Pelicot had initially wished to remain anonymous but has since appeared in public and her lawyer said she had agreed to be fully identified. She insisted that the trial be held in public so that all the facts of the case could be revealed.
Pelicot, now 71, had remained stoic and silent for the first three days of the high-profile case, communicating only through her lawyers. But she revealed her emotion on the stand Thursday as she recounted the moment in November 2020 when investigators first showed her footage of a decade of sexual abuse allegedly orchestrated and filmed by her husband, identified in court as Dominique P.
“My world is falling apart. For me, everything is falling apart. Everything I’ve built for 50 years,” she told the court. “Inside, I’m a wreck.”
“Frankly, these are scenes of horror for me,” she said of the images as her husband listened with his head bowed.
“I’m lying there motionless on the bed being raped,” she added, calling the video “barbaric.”
“They treat me like a rag doll,” she told the five-judge panel, adding that she only had the courage to watch the video in May, years after first learning about it.
“Don’t talk to me about sex scenes. These are rape scenes,” she said, stressing that she had never practiced swinging or any other form of libertine sex.
Lawyers for some of the defendants were questioned in court Wednesday about whether the couple had a promiscuous relationship or whether it was credible that Pelicot did not notice anything during the decade of alleged abuse.
The line of questioning appeared to unsettle the complainant, although she remained in place while her three children briefly left the courtroom.
“Of course she was upset,” explained her lawyer, Antoine Camus. “She wanted to respond. We felt her dancing behind us saying, ‘I want to respond. I have to respond,’ and we answered, ‘Tomorrow!'”
“I’m absolutely not complicit,” she said Thursday. “I never pretended to be asleep, nothing like that.”
A file called “abuse”
Pelicot’s husband is accused of abusing her between 2011 and 2020, drugging her with sleeping pills and then recruiting dozens of strangers to rape her, lead investigator Jérémie Bosse Platière told the court on Wednesday.
Dominique Pelicot was unmasked by chance after being caught filming up women’s skirts in a local supermarket.
On Tuesday, he answered “yes” when asked if he was guilty of the charges against him.

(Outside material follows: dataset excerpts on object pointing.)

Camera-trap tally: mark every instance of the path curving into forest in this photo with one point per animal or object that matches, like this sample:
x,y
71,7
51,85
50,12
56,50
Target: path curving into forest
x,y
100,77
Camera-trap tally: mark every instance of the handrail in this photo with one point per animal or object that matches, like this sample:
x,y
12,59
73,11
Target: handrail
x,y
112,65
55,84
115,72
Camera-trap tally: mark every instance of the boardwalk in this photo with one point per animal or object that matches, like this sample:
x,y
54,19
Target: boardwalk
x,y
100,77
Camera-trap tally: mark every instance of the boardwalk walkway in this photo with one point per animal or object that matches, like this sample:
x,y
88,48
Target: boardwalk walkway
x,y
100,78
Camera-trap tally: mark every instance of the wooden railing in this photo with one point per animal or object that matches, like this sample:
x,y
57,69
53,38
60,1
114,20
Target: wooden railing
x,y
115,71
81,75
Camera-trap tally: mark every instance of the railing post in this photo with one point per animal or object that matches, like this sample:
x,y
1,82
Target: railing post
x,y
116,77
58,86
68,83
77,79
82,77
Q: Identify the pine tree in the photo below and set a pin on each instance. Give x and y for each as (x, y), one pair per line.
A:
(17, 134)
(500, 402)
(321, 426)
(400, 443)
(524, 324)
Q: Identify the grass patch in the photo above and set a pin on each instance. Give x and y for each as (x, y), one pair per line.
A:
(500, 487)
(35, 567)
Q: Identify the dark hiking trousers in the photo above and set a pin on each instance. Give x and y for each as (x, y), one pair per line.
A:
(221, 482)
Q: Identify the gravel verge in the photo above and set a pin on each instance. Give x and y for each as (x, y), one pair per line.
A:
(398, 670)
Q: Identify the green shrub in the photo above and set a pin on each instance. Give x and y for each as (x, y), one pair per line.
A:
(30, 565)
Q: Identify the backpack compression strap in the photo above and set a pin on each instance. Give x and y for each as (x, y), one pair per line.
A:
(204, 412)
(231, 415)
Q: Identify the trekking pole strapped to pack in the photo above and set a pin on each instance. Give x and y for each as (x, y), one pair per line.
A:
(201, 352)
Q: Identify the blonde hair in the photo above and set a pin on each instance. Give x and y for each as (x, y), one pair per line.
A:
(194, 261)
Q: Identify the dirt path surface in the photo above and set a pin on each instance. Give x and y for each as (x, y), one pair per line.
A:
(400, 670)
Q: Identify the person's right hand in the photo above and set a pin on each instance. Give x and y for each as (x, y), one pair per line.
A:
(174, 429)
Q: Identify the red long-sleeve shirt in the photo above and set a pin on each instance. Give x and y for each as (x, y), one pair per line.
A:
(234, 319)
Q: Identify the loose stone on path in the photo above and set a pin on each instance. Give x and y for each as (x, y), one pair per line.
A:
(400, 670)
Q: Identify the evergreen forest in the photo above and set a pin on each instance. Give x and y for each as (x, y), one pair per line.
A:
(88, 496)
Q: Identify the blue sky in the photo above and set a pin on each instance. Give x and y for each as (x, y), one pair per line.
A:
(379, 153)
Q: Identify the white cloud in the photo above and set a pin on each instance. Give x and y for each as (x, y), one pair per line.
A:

The 71-year-old father of three is said to have documented his actions with meticulous precision on a hard drive containing a folder labelled “abuse”.
This allowed French police to track down more than 50 men suspected of raping his wife while she was under the influence of drugs. A third of them were identified using facial recognition software, Mr Bosse Platière said.
The Hautes-Alpes police prefect said he had selected investigators “who had the courage” to deal with videos and images of abuse.
As part of their investigation, police compiled a list of 72 individuals suspected of abusing Pelicot. Investigators identified approximately 200 cases of alleged rape, committed by her husband and more than 90 strangers he allegedly recruited through an adult website.
According to the prosecution, the alleged attacks took place between July 2011 and October 2020, mainly at the couple’s home in Mazan, a village of 6,000 inhabitants in the southern region of Provence.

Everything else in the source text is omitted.